Finnish Forest Research Institute  Metla

Press release 26.9.2006

Studies on Russian wood quality and harvesting methods

As part of the Euregio Karelia Neighbourhood Programme, the Finnish Forest Research Institute (Metla) has started a study in which the tree-length and shortwood logging methods will be compared in their effects on quality of wood raw materials, occupational safety and work ergonomy, productivity in logging and the environment. The results will also be utilized to extend the Russian forestry information service.

In collaboration with the Petrozavodsk State University , the currently used logging methods are being studied to determine their impacts on the quality of wood raw materials. Additional topics include clarifying how quality is measured at the different phases of the harvesting and logistics chain, and which quality standards are being applied in Russia . After the overall clarification, the research will be deepened by a study in which empirical data will be used to compare the effects of the logging methods. The comparison will take into consideration quality of timber, occupational safety and work ergonomy, productivity in logging and the environment.

The results on raw material quality and logging methods will be utilized to extend the Russian forestry information service. Information in Russian about the requirements set by the Finnish companies for the quality in logging work and on timber assortments applied will help in spreading knowledge in Russia to support the activities.

The future cooperation between Finnish industrial enterprises and Russian partners will be geared towards trading of further processed wood products and joint production operations in Russia . The role of the quality and competitiveness of the wood raw materials and processed wood products will thus be more emphasized. Although the forest companies have gained empirical information and experiences on the differences in the quality between the Finnish and Russian wood raw materials, the impacts of, e.g., the harvesting methods on the quality are insufficiently known. Furthermore, the properties of the primary wood products have not been studied to allow reliable comparisons between Finland and Russia . The lack of this type of information is impeding investments and causing losses of earnings to the forest companies in the form of deficient quality.

Metla started a study on the characteristics of the wood products of spruce and birch from Russia already in November 2005 from the viewpoints of end-uses in construction, joinery and furniture products. In this project, versatile measurements are being made on standing and cut trees and their wood, and test sawing and rotary cutting are being performed to compare timber imported from north-western Russia and timber grown in eastern Finland . Technical defects affecting the yield, quality and value of sawn timber and veneers are being detected and measured and analyses compiled to determine the differences between Russian wood and domestic reference materials. In this research, Metla is collaborating with wood processing companies operating in eastern Finland, and on spruce also with VTT Technical Research Centre of Finland and Kymenlaakso Polytechnic, Forestry and Wood Technology.

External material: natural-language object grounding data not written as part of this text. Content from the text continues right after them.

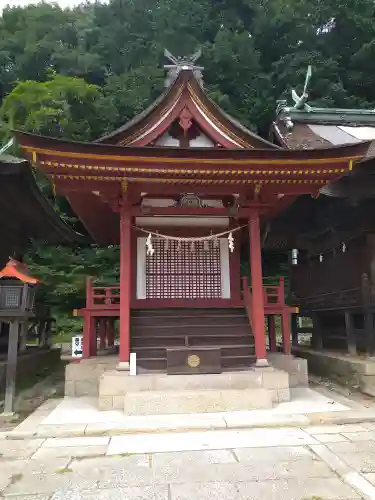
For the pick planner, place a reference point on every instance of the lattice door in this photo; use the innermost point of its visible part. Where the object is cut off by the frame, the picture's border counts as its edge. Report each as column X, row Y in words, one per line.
column 183, row 273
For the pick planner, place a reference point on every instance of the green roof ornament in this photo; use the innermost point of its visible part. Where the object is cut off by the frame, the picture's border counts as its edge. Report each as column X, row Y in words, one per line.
column 302, row 112
column 300, row 101
column 8, row 145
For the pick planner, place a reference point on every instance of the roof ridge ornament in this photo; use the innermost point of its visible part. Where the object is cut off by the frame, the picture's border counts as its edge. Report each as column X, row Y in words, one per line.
column 300, row 101
column 183, row 63
column 8, row 145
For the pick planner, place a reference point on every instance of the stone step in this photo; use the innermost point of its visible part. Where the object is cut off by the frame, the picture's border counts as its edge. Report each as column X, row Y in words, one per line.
column 210, row 319
column 191, row 329
column 195, row 401
column 226, row 351
column 191, row 341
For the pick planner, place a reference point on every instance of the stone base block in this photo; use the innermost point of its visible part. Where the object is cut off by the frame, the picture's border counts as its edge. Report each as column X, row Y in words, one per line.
column 203, row 401
column 295, row 367
column 82, row 378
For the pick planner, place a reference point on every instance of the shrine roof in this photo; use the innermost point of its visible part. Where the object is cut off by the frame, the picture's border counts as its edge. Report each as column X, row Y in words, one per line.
column 185, row 92
column 25, row 213
column 48, row 146
column 19, row 270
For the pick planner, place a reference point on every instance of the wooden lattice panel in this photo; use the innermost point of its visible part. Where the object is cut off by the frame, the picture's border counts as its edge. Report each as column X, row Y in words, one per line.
column 183, row 273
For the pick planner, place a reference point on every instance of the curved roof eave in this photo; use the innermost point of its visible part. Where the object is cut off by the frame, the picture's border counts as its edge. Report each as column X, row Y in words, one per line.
column 184, row 77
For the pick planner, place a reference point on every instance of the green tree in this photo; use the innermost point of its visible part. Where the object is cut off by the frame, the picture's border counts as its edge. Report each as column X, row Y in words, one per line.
column 65, row 107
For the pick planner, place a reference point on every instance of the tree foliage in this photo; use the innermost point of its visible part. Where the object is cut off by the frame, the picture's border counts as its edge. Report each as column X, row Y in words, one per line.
column 78, row 73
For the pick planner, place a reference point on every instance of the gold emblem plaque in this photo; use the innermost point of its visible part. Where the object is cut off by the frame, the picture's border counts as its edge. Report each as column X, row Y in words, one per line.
column 193, row 361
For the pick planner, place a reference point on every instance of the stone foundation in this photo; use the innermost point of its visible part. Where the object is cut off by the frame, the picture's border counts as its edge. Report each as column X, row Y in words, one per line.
column 353, row 371
column 165, row 394
column 159, row 393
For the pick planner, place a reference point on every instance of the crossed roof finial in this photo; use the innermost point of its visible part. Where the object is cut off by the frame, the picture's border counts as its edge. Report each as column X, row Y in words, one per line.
column 182, row 63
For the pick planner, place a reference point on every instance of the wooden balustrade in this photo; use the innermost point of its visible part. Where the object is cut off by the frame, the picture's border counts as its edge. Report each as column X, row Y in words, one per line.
column 99, row 296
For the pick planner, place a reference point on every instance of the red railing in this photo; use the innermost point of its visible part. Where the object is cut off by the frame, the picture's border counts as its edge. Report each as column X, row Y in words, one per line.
column 274, row 295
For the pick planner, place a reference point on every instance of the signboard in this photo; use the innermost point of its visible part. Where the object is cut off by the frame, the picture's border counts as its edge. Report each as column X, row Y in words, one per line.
column 77, row 346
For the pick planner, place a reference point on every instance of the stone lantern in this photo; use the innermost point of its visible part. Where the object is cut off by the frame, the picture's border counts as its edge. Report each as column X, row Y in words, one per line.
column 17, row 293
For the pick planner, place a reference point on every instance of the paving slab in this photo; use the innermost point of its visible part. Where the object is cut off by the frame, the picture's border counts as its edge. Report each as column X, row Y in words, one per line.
column 360, row 436
column 49, row 483
column 282, row 453
column 70, row 452
column 158, row 423
column 92, row 465
column 51, row 431
column 349, row 447
column 32, row 466
column 19, row 449
column 293, row 489
column 254, row 438
column 193, row 458
column 347, row 474
column 150, row 492
column 335, row 429
column 75, row 441
column 330, row 438
column 117, row 471
column 210, row 491
column 238, row 420
column 29, row 497
column 188, row 473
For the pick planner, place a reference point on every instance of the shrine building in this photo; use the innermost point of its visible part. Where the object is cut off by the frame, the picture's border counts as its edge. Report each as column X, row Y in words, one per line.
column 182, row 188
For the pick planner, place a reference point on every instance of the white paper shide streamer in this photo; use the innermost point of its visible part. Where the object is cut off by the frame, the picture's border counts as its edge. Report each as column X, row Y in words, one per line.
column 214, row 238
column 150, row 248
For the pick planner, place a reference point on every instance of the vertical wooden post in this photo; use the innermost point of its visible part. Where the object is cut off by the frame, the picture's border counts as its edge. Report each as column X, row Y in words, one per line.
column 111, row 332
column 369, row 333
column 102, row 333
column 272, row 332
column 89, row 323
column 89, row 335
column 257, row 290
column 23, row 335
column 125, row 287
column 350, row 336
column 10, row 387
column 285, row 318
column 317, row 338
column 294, row 321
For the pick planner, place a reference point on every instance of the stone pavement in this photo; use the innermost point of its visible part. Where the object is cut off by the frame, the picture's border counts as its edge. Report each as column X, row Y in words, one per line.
column 313, row 463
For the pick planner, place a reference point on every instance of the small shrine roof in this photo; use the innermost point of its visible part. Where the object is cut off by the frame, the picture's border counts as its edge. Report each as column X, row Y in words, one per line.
column 19, row 270
column 185, row 93
column 25, row 213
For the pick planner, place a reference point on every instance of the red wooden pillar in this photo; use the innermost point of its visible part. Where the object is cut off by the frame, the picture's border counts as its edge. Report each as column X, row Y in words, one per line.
column 285, row 319
column 257, row 290
column 89, row 335
column 89, row 323
column 125, row 287
column 111, row 332
column 272, row 332
column 102, row 333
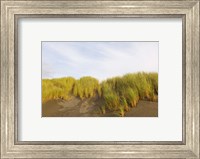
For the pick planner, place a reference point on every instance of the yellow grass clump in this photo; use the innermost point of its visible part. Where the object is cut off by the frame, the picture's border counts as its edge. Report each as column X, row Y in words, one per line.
column 118, row 94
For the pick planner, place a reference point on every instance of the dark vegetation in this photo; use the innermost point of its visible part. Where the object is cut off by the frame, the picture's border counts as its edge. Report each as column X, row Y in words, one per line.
column 118, row 94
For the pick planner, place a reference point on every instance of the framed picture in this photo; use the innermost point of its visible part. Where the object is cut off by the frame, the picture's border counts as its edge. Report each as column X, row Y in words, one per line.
column 100, row 79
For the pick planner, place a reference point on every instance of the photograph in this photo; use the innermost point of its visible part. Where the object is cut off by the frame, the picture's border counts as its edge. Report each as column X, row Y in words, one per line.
column 99, row 78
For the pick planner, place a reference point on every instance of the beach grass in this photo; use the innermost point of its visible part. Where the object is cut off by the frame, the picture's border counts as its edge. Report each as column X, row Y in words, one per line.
column 119, row 94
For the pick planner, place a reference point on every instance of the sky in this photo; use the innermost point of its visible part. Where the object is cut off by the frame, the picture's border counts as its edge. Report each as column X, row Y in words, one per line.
column 101, row 60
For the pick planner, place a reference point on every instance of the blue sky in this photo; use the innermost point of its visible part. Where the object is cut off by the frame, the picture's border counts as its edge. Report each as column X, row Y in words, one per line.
column 98, row 59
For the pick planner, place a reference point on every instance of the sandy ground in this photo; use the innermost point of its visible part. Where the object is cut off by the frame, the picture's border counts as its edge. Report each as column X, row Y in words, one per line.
column 90, row 108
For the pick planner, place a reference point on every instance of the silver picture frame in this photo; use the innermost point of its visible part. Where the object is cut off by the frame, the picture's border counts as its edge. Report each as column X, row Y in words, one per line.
column 13, row 10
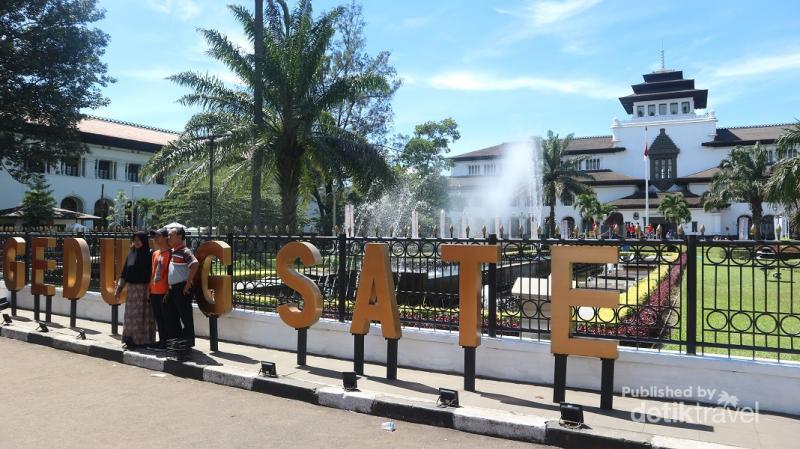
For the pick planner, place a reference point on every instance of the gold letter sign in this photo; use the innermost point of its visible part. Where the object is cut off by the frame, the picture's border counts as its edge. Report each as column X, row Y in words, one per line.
column 113, row 254
column 220, row 302
column 565, row 297
column 77, row 267
column 375, row 297
column 40, row 265
column 470, row 258
column 312, row 297
column 14, row 270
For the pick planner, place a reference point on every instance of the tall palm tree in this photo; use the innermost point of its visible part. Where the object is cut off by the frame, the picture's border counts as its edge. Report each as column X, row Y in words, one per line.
column 586, row 204
column 297, row 132
column 561, row 178
column 675, row 209
column 742, row 178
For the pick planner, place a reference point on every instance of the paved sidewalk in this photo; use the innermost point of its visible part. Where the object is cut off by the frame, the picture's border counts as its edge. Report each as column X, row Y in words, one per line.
column 696, row 422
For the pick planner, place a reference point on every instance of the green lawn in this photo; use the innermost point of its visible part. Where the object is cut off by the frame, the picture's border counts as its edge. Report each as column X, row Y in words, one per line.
column 739, row 304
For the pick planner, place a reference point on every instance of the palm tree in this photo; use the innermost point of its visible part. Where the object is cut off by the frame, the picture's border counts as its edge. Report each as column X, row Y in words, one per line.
column 297, row 132
column 561, row 178
column 783, row 183
column 742, row 178
column 587, row 204
column 675, row 209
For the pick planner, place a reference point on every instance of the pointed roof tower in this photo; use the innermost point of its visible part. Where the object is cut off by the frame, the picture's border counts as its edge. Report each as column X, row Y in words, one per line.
column 664, row 85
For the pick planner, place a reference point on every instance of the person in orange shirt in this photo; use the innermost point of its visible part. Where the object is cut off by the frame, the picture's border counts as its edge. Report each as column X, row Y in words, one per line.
column 159, row 284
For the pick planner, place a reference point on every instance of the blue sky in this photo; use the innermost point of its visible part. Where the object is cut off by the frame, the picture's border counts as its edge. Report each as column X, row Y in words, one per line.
column 503, row 69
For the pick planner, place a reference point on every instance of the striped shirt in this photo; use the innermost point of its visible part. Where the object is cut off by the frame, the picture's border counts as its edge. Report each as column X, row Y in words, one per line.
column 180, row 264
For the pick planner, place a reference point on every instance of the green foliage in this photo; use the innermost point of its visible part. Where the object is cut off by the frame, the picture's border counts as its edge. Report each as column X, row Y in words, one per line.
column 38, row 204
column 368, row 115
column 591, row 209
column 561, row 178
column 50, row 69
column 425, row 151
column 675, row 209
column 189, row 206
column 298, row 132
column 743, row 178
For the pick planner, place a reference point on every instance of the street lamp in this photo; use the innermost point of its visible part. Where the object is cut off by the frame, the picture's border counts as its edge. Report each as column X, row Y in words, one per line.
column 332, row 194
column 133, row 203
column 211, row 138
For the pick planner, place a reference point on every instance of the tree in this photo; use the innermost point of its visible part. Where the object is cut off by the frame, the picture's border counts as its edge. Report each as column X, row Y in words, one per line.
column 369, row 115
column 675, row 209
column 38, row 204
column 561, row 178
column 189, row 206
column 782, row 187
column 297, row 133
column 50, row 69
column 742, row 178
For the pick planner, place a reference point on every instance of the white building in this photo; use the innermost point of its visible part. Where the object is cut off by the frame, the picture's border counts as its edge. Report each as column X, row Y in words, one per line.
column 117, row 152
column 685, row 149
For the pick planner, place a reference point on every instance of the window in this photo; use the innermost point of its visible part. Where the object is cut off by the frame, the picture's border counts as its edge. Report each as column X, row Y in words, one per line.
column 663, row 168
column 103, row 169
column 592, row 164
column 70, row 168
column 133, row 172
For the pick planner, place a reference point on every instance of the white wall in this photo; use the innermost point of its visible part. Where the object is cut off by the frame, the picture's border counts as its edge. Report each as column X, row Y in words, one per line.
column 512, row 359
column 87, row 188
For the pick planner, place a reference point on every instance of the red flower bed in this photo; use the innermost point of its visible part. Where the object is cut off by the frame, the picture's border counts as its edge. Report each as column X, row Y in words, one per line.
column 646, row 322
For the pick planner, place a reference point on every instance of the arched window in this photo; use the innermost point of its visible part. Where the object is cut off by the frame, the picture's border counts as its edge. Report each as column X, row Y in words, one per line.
column 767, row 229
column 743, row 227
column 567, row 225
column 72, row 203
column 102, row 206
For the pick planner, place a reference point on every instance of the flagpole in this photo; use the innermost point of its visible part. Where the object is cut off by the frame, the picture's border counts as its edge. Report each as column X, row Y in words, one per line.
column 646, row 184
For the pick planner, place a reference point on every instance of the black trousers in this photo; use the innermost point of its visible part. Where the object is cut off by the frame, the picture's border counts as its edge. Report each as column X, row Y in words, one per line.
column 160, row 315
column 179, row 315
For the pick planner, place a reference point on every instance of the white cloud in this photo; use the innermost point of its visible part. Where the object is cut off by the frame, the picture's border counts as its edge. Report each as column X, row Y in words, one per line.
column 550, row 11
column 151, row 74
column 412, row 23
column 183, row 9
column 471, row 81
column 758, row 66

The technical quality and suitability of timber for the uses as industrial raw materials depend on the combination effects of the wood’s natural characteristics and the chain of logging, transportation and storage. The results of the studies on Russian logging methods and the quality of marked stands, roundwood, sawn timber and veneers are complementary to each other when the total impacts are defined from the points of view of customers and end uses.

The studies and the extension of the forestry information service will be accomplished over the period 2006-2008 in the projects of “Russian Wood Quality and Forestry Information Service” and “Comparison of Harvesting Methods – Impacts on Wood Quality and Overall Performance of Wood Harvesting Companies”, as parts of the Euregio Karelia Neighbourhood Programme.